Reggae music all the time! Música brasileira: Ceumar, Mariana Aydar, Chico Science e Nação Zumbi. Recentemente descobri a Fatoumata Diawara, que mora em França mas é da Costa do Marfim. E a última que estou apaixonada é Luedji Luna com o disco "Um Corpo no Mundo", aqui do Brasil também.

Qual a situação mais embaraçosa que já te aconteceu num concerto?
Nunca passei por nada muito desagradável nos shows. Mas já tive muito enjoo durante uma apresentação em que eu estava grávida. Fiquei dançando e sem cantar meio até passar.

Com que músico/banda gostarias de efectuar um dueto/parceria?
Já que pode sonhar, imagina cantar com a Lauryn Hill? Não sei nem se eu conseguiria soltar a voz (risos)

Para quem gostarias de abrir um concerto?
Pra ela mesma! Pra Bob e The Wailers também seria máximo!

Em que palco (nacional ou internacional) gostarias um dia de actuar?
Rototom Sunsplash - o maior festival de reggae do mundo!

Que artista ou banda gostavas de ver ao vivo e ainda não tiveste oportunidade?
Ms. Lauryn Hill

Qual o concerto da história (pode ser longínqua, mesmo antes de teres nascido) em que gostarias de ter estado presente?
Eu gostaria muito de ter visto um show do Bob Marley & The Wailers.

Projectos para o futuro?
Pretendo lançar um novo disco ainda em 2018 e estou trabalhando como posso pra isso. A ideia é achar uma forma de financiá-lo, que ainda não tenho (risos). Fora isso, quero lançar um EP com músicas minhas “lado B” que nunca joguei pro mundo. Quero rodar o mundo, fazer parcerias com quem me identifico e conhecer vocês pessoalmente (risos)

Que pergunta gostarias que te fizessem e nunca foi colocada? E qual a resposta.
Você sente que as pessoas mudaram a forma de se relacionar com você depois que sua visibilidade aumentou? Se sente mais cobrada por se posicionar politicamente?
R: Poucas pessoas se preocuparam em como essas mudanças me afetaram. Com certeza eu senti e ainda sinto certo afastamento... aliado à cobrança – seletiva - das pessoas. A sensação de estar sendo vista e avaliada, que em partes pode ser cobrança pessoal, mas acredito que vem de quem está de olho também. Mas hoje sei que isso é resultado das minhas escolhas e eu tenho orgulho delas. Posicionamentos políticos que faço questão de defender, até porque eu sei que não seria feliz se não usasse essas oportunidades para ecoá-los. Só não quero que esqueçam que sou humana... estou passiva (constantemente) de erros – e eu mesma tenho que me lembrar disso para viver bem. No mais... o trabalho é resultado de um acúmulo pessoal, mas muito mais coletivo do qual temos que saber aproveitar sendo verdadeiros conosco e com o mundo. Sinceridade é a chave e cada um contribui como pode.

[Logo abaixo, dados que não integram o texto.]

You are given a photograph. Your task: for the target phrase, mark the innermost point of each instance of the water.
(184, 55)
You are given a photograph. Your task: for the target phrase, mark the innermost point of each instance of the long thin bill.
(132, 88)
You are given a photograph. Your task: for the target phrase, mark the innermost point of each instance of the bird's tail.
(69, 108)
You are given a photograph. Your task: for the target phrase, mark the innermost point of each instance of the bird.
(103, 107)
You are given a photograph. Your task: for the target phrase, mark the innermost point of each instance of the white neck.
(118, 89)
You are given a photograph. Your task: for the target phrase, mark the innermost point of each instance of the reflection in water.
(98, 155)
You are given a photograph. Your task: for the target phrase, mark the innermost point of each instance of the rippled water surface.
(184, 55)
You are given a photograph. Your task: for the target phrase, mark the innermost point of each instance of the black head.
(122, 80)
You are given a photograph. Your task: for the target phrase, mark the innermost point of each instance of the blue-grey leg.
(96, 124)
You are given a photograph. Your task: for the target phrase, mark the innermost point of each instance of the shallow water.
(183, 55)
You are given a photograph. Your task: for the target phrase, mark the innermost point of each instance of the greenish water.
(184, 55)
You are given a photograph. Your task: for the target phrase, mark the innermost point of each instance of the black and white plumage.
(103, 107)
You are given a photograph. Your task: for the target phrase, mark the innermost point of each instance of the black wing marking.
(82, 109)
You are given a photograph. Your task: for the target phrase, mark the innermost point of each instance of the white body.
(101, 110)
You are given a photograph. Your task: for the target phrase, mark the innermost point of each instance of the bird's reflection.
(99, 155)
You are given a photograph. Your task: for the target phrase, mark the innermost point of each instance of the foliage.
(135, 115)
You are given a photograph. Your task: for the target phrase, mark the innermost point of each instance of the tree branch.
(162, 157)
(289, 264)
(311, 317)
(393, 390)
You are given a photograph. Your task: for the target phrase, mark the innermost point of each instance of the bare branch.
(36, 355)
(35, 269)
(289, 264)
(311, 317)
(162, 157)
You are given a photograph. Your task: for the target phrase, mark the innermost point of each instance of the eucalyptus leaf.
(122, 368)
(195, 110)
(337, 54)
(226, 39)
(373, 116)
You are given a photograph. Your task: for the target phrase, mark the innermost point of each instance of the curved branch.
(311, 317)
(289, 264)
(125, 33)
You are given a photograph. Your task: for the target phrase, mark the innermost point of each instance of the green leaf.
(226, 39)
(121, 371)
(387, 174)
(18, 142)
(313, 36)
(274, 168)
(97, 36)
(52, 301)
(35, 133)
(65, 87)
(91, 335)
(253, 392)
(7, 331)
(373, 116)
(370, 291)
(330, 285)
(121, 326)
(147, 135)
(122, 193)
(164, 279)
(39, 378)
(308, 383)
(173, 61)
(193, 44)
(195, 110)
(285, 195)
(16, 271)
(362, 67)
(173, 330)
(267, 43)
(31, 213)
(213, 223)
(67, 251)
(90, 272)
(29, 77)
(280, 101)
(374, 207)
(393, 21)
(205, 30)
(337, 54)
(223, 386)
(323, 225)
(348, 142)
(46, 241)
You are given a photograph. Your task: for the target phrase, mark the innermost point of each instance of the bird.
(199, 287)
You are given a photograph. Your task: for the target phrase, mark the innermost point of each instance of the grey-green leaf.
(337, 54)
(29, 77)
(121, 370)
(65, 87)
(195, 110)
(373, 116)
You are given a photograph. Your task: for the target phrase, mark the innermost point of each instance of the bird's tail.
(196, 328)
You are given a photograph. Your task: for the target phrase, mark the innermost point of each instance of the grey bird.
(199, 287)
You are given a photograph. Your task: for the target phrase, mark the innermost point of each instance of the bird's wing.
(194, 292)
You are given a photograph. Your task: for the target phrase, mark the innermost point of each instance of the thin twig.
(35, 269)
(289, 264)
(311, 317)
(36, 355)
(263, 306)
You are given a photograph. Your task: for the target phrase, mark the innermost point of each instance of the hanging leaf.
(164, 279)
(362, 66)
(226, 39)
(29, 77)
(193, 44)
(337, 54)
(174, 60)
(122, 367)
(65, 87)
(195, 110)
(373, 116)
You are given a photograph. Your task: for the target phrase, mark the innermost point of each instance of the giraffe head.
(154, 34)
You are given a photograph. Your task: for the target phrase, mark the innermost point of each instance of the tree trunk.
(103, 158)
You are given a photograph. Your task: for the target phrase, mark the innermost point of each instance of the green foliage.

Que música de outro artista, gostarias que tivesse sido composta por ti?

Que música gostarias que tocasse no teu funeral?
"I Gotta Find Peace of Mind" – Lauryn Hill

Obrigado pelo tempo despendido, boa sorte para o futuro.

Terminamos ao som de Marina Peralta e do single "Ela Encanta", que transporta consigo, o poder do feminismo.